Ou bien est-ce parce qu'il sait qui je suis, m'ayant sans doute vu toujours à la même place au premier rang dans le prétoire pendant les dix semaines qu'a duré son procès?
« Je ne lui ai pas posé la question », me dit son avocat, que j'interroge par email. «Je présume que c'est une appréciation générale: il mélange le degré de connaissance de l'affaire des destinataires de la lettre, et par ricochet leur capacité à comprendre et à véhiculer ce qu'il écrit, avec la nature et le nombre de lecteurs que chaque journaliste peut atteindre ».
Quoi qu'il en soit, le contenu de la troisième lettre est plus délicat. Il n'est plus question de ses conditions de détention mais de politique. Sur 34 pages, il dit vouloir fonder un parti « fasciste », ce qui permettrait, selon lui, de poursuivre son combat sur le mode démocratique plutôt que par la violence.
Se pose alors la question d'en rendre compte ou pas. L'AFP a choisi de le faire en exerçant de multiples précautions: un moindre recours aux citations directement extraites de son courrier, un rappel du débat d'experts sur sa santé mentale (à son procès, il a finalement été reconnu pénalement responsable) et une contextualisation aussi large que possible.

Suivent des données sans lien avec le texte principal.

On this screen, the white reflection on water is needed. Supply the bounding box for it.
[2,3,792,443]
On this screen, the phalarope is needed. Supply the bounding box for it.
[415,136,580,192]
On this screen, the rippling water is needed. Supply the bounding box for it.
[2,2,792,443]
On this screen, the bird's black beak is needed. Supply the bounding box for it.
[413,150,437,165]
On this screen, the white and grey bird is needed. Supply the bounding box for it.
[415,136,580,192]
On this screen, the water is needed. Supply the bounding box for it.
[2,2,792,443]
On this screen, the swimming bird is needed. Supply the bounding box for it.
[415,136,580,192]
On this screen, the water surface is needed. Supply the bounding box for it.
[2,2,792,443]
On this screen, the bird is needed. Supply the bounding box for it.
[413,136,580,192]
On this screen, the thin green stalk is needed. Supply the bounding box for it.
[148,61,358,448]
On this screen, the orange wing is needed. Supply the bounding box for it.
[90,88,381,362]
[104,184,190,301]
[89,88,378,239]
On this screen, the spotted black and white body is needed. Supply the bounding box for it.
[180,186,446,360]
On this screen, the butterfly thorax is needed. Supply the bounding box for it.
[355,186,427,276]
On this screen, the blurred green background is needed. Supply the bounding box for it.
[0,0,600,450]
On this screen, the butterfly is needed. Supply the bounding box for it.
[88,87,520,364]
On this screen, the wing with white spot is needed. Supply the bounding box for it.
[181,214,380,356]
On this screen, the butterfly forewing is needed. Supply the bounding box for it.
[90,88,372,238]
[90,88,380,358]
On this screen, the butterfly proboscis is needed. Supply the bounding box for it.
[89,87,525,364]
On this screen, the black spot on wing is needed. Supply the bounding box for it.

Car le danger est évidemment d'être instrumentalisé. De lui donner une tribune susceptible de l'aider à diffuser un message qui reste haineux. De l'empêcher de tomber dans l'oubli dans lequel beaucoup, surtout en Norvège, aimeraient le voir confiné. Et, surtout, de potentiellement raviver la douleur des familles des victimes.
C’est le parti qu’ont pris la plupart des médias norvégiens. La troisième lettre de Breivik a été passée presque totalement sous silence. Le deuxième, celle de la Playstation, avait reçu un certain écho en raison de son côté tragi-comique, mais très en deçà de l’intérêt suscité en dehors du pays.
D'un autre côté, Breivik a marqué l'histoire contemporaine de la Norvège. Au-delà des frontières, ce tueur, parmi les plus sanguinaires que la planète ait connus, suscite un intérêt considérable parmi ceux qui cherchent à comprendre comment la paisible Norvège a pu enfanter un tel monstre et de quoi ce monstre est-il fait. Même si sa « conversion » (sic) aux règles du jeu démocratique arrive bien trop tard et que ses promesses de renoncement à la violence ne valent peut-être pas plus que le papier sur lesquelles elles sont couchées, un journaliste peut-il les passer sous silence? Doit-on totalement taire l'angle politique quand ce sont précisément des considérations de ce registre qui ont motivé ses crimes?
A en juger par les réactions de lecteurs, les avis semblent très tranchés. Personnellement, à ce jour, j'ignore encore la réponse.
Pierre-Henry Deshayes est correspondant de l’AFP à Oslo.